Canada Goose Holdings Inc (GOOS) is not a good buy for a beginner investor with a long-term strategy at this time. The stock is facing significant challenges, including declining profitability, negative sentiment from analysts, and lack of near-term catalysts. While the company's revenue has grown, its net income and margins have declined, and hedge funds are selling heavily. The technical indicators and options data do not suggest a strong buying opportunity either.
The MACD is positive but contracting, indicating weakening momentum. RSI is neutral at 71.611, and moving averages are converging, suggesting indecision in the market. The stock is trading near its resistance level (R1: 11.555), with limited upside potential in the short term.

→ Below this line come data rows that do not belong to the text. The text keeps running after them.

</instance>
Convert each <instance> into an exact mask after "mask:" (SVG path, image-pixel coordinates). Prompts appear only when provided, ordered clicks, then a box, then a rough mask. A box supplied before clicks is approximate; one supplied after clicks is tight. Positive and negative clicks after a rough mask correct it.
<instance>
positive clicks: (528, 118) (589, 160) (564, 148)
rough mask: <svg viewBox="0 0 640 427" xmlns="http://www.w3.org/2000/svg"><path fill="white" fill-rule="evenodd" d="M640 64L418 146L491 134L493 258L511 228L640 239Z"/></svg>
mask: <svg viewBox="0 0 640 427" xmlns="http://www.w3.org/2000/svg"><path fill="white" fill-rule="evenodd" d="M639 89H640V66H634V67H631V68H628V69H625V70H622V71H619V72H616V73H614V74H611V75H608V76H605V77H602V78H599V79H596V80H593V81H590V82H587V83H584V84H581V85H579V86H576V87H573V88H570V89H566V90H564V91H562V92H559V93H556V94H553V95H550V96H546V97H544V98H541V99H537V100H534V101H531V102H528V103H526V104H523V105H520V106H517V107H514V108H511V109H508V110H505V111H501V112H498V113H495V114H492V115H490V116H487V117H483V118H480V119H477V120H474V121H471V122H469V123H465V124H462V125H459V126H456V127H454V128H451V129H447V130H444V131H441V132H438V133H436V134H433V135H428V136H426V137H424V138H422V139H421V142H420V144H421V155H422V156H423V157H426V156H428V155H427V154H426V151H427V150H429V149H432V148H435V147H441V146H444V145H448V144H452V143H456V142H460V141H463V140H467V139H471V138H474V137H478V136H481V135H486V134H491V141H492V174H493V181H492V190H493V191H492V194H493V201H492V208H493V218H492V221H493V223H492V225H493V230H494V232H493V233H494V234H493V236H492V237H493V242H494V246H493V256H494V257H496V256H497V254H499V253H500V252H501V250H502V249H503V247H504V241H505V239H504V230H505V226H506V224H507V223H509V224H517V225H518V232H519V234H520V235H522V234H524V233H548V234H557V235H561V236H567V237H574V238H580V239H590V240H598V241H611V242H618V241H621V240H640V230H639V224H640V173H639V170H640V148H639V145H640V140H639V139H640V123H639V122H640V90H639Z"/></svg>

Revenue increased by 14.25% YoY in Q3 2026, showing some top-line growth.
Net income and EPS declined YoY, gross margin dropped, and analysts have significantly reduced price targets. Hedge funds are selling heavily, and there is no recent news or Congress trading data to indicate positive sentiment.
In Q3 2026, revenue increased to $694.5M (up 14.25% YoY), but net income dropped to $134.8M (down -3.51% YoY), and EPS fell to 1.36 (down -4.23% YoY). Gross margin also declined slightly to 73.98%.
Analysts have downgraded the stock and reduced price targets significantly. Goldman Sachs, Barclays, and others have expressed concerns over profitability, margin headwinds, and lack of visibility on profit drivers. The consensus sentiment is negative.